Graham-Grassley Memo Confirms FBI Misled FISA Court and Much More

Sen. Lindsey Graham, R-S.C., right, accompanied by Sen. Charles Grassley, R-Iowa, gestures during a news conference on Capitol Hill in Washington, Wednesday, June 13, 2007, to discuss the Currency Exchange Rate Oversight Reform Act of 2007. (AP Photo/Lauren Victoria Burke)



Back in early January, the Senate Judiciary Committee sent a criminal referral to the Department of Justice. The subject of the referral was the author of the so-called Trump or Steele dossier, retired British spy, and Fusion GPS subcontractor, Christopher Steele. The referral alleges that Steele was not terribly candid with the FBI.

Chuck Grassley and Lindsey Graham, both noted Trump supporters–or they will be framed as such before this is over–wanted to make the referral public. The Department of Justice and FBI insisted on so much redaction from the referral that Grassley accused them of acting in bad faith (really? tell me it ain’t so). He called out the FBI for obstructing his investigation in a speech from the well of the Senate.

Evidently, there was a period of negotiation but now the criminal referral has been released in largely un-redacted form. You can read it here. The useful thing is that the criminal referral somewhat parallels the memo prepared by the House Intelligence Committee and released by the White House last week. And it creates a range of new problems for the FBI.

Comey says that the FBI relied upon Steele’s history to corroborate the dossier


When asked at the March 2017 briefing why the FBI relied on the dossier in the FISA applications absent meaningful corroboration–and in light of the highly political motives surrounding its creation–then-Director Comey stated that the FBI included the dossier allegations about Carter Page in the FISA applications because Mr. Steele himself was considered reliable due to his past work with the Bureau.
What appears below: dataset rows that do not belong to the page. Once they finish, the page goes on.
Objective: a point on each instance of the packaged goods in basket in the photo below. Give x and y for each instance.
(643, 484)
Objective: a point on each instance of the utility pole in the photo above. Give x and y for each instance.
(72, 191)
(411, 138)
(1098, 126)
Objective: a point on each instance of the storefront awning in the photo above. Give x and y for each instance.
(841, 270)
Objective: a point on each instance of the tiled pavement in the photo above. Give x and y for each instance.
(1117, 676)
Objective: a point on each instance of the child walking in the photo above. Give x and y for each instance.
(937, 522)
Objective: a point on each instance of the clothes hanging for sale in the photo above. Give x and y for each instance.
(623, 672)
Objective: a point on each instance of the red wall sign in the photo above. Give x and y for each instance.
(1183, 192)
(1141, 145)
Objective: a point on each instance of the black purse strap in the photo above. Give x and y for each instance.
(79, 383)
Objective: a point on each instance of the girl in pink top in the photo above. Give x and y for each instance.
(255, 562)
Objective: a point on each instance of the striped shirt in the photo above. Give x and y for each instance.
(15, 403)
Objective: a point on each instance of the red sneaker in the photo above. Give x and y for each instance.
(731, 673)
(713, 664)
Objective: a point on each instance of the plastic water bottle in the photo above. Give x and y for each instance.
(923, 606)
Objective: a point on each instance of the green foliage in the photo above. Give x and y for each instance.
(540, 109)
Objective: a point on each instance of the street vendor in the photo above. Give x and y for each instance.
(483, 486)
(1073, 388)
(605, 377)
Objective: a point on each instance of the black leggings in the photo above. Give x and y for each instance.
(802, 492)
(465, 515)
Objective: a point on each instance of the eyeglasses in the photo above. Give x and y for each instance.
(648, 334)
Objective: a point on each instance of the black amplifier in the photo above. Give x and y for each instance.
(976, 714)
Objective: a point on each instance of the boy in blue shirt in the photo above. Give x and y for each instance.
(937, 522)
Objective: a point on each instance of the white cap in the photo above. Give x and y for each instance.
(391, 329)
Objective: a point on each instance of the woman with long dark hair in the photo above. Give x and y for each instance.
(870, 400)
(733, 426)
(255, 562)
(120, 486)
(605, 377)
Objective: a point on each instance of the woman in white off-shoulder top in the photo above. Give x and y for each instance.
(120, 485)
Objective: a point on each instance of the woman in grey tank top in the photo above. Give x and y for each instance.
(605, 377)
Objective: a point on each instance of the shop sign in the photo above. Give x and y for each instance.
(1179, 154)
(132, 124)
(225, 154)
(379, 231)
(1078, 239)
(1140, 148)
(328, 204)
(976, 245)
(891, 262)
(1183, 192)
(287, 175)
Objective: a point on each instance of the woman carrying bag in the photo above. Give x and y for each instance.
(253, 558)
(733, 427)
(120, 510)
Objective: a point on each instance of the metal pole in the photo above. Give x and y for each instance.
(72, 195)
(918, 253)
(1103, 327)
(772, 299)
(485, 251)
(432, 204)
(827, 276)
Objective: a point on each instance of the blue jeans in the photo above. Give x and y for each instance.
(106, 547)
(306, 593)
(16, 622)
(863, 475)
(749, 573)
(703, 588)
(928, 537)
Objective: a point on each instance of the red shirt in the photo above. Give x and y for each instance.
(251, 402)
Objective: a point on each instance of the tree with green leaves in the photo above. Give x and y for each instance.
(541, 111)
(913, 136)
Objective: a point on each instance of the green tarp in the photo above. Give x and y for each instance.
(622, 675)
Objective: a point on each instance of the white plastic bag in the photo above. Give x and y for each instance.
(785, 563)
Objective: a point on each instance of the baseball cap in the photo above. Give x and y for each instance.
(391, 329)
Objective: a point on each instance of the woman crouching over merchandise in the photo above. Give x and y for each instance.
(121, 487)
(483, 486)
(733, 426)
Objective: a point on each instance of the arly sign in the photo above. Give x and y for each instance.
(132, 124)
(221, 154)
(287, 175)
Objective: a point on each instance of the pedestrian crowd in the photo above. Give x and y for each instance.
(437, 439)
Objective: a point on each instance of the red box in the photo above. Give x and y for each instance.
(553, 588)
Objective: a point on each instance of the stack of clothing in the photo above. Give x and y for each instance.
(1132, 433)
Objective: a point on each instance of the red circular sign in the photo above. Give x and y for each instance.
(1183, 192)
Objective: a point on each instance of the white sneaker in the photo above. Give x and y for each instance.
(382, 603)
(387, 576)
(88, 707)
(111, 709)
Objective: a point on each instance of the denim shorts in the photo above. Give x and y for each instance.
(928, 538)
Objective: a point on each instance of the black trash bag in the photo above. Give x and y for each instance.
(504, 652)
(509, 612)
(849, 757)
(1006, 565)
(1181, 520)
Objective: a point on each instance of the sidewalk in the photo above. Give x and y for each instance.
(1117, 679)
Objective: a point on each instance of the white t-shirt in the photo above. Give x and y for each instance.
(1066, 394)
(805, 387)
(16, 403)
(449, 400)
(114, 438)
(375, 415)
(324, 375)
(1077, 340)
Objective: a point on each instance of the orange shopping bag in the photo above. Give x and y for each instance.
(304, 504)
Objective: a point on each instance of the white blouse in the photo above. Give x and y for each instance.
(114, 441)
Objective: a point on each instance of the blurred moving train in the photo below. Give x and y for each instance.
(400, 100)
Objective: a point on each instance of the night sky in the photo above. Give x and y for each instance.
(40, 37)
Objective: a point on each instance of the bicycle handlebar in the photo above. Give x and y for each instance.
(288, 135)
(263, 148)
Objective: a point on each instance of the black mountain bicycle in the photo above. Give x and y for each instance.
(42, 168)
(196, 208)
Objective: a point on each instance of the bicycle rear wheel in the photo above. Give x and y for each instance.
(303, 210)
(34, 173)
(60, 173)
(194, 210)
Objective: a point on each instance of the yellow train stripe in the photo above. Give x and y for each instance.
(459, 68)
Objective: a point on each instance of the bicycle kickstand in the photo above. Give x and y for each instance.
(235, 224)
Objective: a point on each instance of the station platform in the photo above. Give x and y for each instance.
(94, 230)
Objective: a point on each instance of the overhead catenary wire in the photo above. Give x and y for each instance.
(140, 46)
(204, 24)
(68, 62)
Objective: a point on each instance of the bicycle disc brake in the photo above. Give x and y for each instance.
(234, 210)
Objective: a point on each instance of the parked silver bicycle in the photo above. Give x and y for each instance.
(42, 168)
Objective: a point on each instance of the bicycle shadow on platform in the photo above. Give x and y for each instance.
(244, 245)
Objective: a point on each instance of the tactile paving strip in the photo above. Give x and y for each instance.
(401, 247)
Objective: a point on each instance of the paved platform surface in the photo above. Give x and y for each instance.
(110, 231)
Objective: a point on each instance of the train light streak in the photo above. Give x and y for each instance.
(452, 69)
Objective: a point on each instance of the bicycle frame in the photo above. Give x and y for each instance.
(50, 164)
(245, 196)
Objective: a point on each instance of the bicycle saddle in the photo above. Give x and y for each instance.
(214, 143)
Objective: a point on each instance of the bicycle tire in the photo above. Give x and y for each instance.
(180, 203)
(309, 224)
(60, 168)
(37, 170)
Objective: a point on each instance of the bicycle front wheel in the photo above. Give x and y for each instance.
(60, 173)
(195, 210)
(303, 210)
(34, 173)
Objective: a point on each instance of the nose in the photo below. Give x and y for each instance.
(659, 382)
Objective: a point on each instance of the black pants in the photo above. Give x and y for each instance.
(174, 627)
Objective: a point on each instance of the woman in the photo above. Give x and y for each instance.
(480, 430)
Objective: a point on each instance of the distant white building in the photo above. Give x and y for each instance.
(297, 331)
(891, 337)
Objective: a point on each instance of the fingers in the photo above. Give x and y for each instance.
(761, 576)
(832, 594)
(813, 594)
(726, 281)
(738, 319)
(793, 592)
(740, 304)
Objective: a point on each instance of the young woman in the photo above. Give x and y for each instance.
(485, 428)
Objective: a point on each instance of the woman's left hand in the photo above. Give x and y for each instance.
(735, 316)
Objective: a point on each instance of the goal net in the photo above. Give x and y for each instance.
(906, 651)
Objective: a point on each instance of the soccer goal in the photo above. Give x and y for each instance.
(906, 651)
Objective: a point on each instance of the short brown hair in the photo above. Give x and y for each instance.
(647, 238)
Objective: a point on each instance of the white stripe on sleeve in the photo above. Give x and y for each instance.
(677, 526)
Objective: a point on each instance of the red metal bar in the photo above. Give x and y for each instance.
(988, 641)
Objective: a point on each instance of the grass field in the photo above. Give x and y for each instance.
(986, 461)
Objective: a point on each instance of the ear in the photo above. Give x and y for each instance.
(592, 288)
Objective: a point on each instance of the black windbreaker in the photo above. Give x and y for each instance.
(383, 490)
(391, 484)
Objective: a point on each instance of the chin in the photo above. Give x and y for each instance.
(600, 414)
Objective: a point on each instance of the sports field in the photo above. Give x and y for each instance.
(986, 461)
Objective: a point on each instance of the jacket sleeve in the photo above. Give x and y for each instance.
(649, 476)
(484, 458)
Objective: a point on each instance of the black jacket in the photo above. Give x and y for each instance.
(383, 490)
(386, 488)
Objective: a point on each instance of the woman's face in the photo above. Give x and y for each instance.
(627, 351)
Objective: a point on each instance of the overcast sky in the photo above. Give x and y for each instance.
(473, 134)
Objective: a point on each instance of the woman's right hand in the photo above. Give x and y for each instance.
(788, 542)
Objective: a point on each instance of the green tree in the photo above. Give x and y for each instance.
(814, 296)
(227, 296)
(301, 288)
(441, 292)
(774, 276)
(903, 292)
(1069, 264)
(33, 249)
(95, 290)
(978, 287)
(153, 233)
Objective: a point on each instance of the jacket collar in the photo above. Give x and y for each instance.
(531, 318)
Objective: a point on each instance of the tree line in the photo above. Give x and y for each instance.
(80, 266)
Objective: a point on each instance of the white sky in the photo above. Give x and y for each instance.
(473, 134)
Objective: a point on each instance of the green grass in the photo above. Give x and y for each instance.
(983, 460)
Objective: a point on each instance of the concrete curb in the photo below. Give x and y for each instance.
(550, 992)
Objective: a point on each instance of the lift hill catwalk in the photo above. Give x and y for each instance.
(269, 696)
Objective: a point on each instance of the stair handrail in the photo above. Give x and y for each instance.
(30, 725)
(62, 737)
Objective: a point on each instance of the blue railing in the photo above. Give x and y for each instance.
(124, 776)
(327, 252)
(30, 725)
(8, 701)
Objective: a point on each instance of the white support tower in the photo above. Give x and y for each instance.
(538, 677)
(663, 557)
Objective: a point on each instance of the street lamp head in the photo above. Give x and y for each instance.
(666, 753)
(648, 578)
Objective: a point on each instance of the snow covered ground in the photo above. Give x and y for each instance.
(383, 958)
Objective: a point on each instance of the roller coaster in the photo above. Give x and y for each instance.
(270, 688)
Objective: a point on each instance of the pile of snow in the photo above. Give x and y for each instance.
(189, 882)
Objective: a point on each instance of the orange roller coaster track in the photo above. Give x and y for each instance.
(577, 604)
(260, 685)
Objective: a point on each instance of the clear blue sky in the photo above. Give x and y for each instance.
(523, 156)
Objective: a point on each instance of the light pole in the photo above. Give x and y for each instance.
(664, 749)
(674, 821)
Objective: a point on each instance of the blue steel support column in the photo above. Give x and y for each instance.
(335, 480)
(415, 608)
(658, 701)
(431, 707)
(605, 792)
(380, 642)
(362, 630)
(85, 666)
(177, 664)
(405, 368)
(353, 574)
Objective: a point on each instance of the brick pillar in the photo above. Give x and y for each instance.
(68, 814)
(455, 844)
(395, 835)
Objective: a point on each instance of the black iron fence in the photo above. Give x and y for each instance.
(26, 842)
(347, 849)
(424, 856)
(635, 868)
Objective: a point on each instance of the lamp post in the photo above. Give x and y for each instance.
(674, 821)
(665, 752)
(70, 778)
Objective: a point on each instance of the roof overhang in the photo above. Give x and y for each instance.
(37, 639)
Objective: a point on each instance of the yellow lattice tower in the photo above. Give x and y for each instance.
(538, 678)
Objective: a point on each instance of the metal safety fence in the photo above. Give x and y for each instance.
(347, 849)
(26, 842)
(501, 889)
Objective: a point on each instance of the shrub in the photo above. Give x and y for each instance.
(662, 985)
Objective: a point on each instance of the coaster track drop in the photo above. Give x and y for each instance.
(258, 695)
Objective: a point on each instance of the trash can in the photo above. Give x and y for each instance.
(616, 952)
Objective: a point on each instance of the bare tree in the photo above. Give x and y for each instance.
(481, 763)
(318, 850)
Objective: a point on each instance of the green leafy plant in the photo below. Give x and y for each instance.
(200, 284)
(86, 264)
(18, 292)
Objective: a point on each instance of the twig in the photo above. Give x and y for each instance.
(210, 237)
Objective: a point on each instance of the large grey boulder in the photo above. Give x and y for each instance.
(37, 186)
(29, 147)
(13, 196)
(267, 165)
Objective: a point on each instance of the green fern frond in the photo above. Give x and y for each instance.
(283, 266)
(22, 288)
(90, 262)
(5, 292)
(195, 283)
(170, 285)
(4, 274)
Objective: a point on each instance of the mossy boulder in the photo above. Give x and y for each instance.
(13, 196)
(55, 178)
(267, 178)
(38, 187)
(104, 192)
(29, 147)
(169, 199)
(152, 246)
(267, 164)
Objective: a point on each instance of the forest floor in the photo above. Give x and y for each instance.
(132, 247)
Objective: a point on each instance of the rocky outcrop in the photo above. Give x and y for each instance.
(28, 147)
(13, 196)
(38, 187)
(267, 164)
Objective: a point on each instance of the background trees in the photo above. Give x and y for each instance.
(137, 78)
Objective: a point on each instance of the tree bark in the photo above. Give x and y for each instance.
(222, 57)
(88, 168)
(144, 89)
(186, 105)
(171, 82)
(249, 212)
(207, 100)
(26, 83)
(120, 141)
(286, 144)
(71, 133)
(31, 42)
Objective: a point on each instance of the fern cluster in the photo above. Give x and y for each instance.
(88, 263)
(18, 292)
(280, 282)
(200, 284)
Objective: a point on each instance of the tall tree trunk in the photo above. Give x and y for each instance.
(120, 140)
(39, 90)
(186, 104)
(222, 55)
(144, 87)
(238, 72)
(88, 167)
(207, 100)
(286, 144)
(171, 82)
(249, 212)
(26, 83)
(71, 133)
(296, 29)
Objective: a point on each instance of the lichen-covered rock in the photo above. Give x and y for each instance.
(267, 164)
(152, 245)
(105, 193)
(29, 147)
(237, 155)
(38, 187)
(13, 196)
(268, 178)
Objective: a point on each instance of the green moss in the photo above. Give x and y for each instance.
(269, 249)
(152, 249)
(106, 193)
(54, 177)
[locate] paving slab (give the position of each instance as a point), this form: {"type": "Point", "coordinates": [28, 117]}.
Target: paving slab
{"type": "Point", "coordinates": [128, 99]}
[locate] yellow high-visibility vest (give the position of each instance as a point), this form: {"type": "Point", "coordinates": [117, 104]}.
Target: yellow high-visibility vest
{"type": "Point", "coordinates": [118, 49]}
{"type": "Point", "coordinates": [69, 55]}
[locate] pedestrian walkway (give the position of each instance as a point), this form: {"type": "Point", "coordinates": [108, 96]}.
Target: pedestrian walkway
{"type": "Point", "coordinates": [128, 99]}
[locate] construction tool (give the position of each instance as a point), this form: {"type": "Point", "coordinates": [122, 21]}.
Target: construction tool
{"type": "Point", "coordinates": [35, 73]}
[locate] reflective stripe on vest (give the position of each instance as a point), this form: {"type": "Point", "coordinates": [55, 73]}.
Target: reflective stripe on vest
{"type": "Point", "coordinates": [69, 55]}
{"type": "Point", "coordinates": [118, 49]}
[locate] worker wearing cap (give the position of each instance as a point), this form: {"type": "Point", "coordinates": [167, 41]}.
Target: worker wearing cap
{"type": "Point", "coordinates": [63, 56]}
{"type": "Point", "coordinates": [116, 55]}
As I pointed out a couple of days ago, all Steele can attest to is that he was told by Person A (Steele’s emissary) that Person B (source) said something. In some cases, it is Person A (Steele’s emissary) saying that Person B (source) heard Person C (acquaintance of the source) say something. There is no way the FBI could plausibly test the reliability of the sources. I find myself in a minority among conservatives as I think the Fourth Amendment requires a good faith effort by the government in its presentation of evidence for a warrant. I’m reliably told that no one really cares about truth or falsity of the underlying evidence in a warrant application so long as Trump is hurt.

The dossier was most of the evidence supporting the FISA warrant application against Carter Page

This sort of gives the lie to the assertion that the dossier was just one small part of the picture.

The FBI did not reveal the source of the dossier to the FISA court.

Again, because I’ve been reliably informed by all manner of people that the motive of the person providing the evidence and the provenance of the evidence itself is totally freakin irrelevant to the ability to use it in a warrant application, this is just my over-active imagination.

The FBI lied to the FISA court about Steele’s contacts with the media


In my world, where a modicum of honesty is expected on the part of the government before making a mockery of the Constitution, the fact that the FBI lied about Steele’s media contacts to the FISA court after they had fired Steele for being in contact with the media is a thing. But apparently to real lawyers, it isn’t.

There is a lot more in there. You owe it to yourself to read it. You can read the excellent summary by Mollie Hemingway at The Federalist.

The bottom line is, that the Grassley-Graham memo bolsters the case made in the memo produced by the House Intelligence Committee. It leaves no doubt that the FBI lied to the FISA court on numerous occasions and continued to misrepresent Steele’s reliability even after he’d been fired for freelancing.